Reminds readers of old movie mystery or a Charles Dickens-like story.
Teen reader (13): The story has a feel of magic, but it’s not the main focus. Hope, dreams, and family are what shine through. The Magician’s Elephant is reminiscent of a fairy tale. I definitely recommend buying this book and keeping it forever. It can be reread and is suitable for most ages.
A Tale of Highly Unusual Magic by Lisa Papademetriou
| middle grade, ages 9 and Up |
Bostonian Kai is in Texas this summer, visiting her Great-Aunt Lavinia Quirk. Lavinia, whose personality matches her name, didn’t have kids or many guests, so Kai is on her own. Within a few hours of arriving in Texas, two things happened: she found The Exquisite Corpse, and she met Doodle, the girl across the street.

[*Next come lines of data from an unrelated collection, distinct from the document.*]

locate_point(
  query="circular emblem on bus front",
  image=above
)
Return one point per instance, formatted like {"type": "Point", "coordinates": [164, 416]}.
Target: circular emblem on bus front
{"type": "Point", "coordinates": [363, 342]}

At the same time, Houstonian Leila is soaking in Lahore, Pakistan. She is happy to be away from her sister and excited for an “authentic cultural experience.” Exploring her uncle’s library, she spotted a book with an intriguing title: The Exquisite Corpse.
When the girls open their copy the first time, they see nearly blank pages. Then, they start adding words – not realizing the other is writing. But there’s someone else, too, because a story appears. They go back in time to the lives of Ralph T. Flabbergast and his first love, Edwina Pickle. Lelia and Kai could not tear themselves away from the book. Separately – and yet somehow together – the girls learn how we are connected to each other and through time.
Reminds readers of Aladdin, Pippi Longstocking, and The Princess Diaries.
Contemporary and realistic, but magical, too. Except for one pretty stereotypical bully, all the other characters are vivid and unique. The layers are exquisite, and readers can be in the past and the present at the same time in beautiful ways that are, as the story illustrates, connected. Believe it or not, The Exquisite Corpse is not the most magical part. But to explain it would reveal too much of the story.
This would be a great read-aloud at bed time, listening to as an audio book, or reading independently. Reluctant readers will appreciate the short chapters.
The Magic Thief by Sarah Prineas [The Magic Thief, Book 1]
| middle grade, ages 9 to 16 |
Connwaer (aka “Conn”) is a thief who picks pockets and locks. When he lifts a magic stone from Nevery, one of the town’s highest ranking wizards, his life is changed forever. Touching that stone should have killed him, but it doesn’t. Nevery decides to bring Conn to his home, making him a servant and apprentice magician. Conn is now saved from a life on the street … but how safe is the city? This is the beginning of Conn’s journey to helping save his town from evil that is stealing magic.
Reminds readers of Harry Potter series or The Alchemyst by Michael Scott.
Teen reader (12): I was drawn to this book when I saw the word “magic” in the title. I thought it was going to be a good book after the first page, and I was right. It was a really fun book to read.
Parent reviewer: This is a great alternative to Harry Potter for kids who love magic and adventure but don’t like text-intense or “dark” books.